The Budget to build the NBN doesn't concern the Government, it's NOT on their books. Whether it costs $30 billion, $40 billion of $50 billion to build the NBN does not matter to the taxpayer. What matters is what comes out of their taxes every year and that NBN Co doesn't just break-even, but pays back the Equity.

The Turnbull Node Plan is a tissue of lies. Here's how:
  • The real cost to taxpayers of the current plan is only $12.5 billion, yet the Coalition has never released their estimate of this cost, or even if their NBN Public-Private Partnership will payback the Equity. Over 20 years to 2033, this is $40 billion in interest and $30 billion in loans, putting the taxpayer at risk of a $70 billion loss from the Fibre to the Node Plan.
  • The Coalition NBN Budget is unbelievable:
    • If their claim to only change one thing, 75% of fixed-lines are Copper/VDSL2, then that's only $12 billion of the Budget. Yet Turnbull claims savings of $17 billion after spending $8 billion on building the FTTN. It's a complete fantasy.
    • On top of this, the Coalition plans to throw-away the FTTN, destroying half of its investment. That deliberate and planned waste of $4 billion is never included.
    • At the best, a Copper FTTN costs the same as the current full fibre, and will only be complete a year earlier. This is not the deal of a lifetime, but the con of a lifetime.
  • All the NBN profits are generated by the top 25% of users, the rest of us get services at, or below, cost.
    • This happens because usage is exponential. The top 1% of users download 50% more data than the entire lower 50% (10% vs 6.42%).
    • Higher speeds allow those, like businesses, who place a dollar value on their time, to reduce total costs. Wages are far, far higher than Broadband rental.
    • The NBN take-up and income is already 18-24 months ahead of Budget. It is spectacularly  successful financially.
  • The Coalition hasn't released the charges they used in their model, nor contradicted they'll use "One speed, one Price" charging, rather than the tiered pricing model.
    • Because businesses make up 48%-49% of ISP connections, they need to be able to get guaranteed speeds anywhere, not just "designated areas". Wages lost waiting for downloads and uploads is many, many times the monthly broadband rental.
    • NBN Co currently charges wholesale prices of $24 - $38 for the same line, soon this increases to $150. "Tiered pricing" reduces the entry-level costs at least two-fold, increases profits and allows customers, who want, to pay more for something they value: time savings.
    • Contrary to Turnbull's assertion of "nobody needs more than 25Mbps", the real income figures of NBN Co released on 19-April, show that 31% of consumers are already paying for 100Mbps. That's way more than the 18% included in the forecasts, increasing Average Revenue Per User considerable.
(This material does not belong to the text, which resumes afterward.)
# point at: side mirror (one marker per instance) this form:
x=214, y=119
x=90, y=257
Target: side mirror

Something that a "one speed, one price" regime cannot do.

Since the April launch of the Coalition NBN policy, Turnbull has actively stifled debate, introduced distractions and misdirections and refused to answer basic questions about the finances, profits and charging of his Node Plan.

At a minimum, the taxpayer needs to know the planned pay-back period and Rate of Return of the Coalition model used in their Policy.

It's $70 billion of real taxpayer money the Coalition is risking, we have a right to know the figures.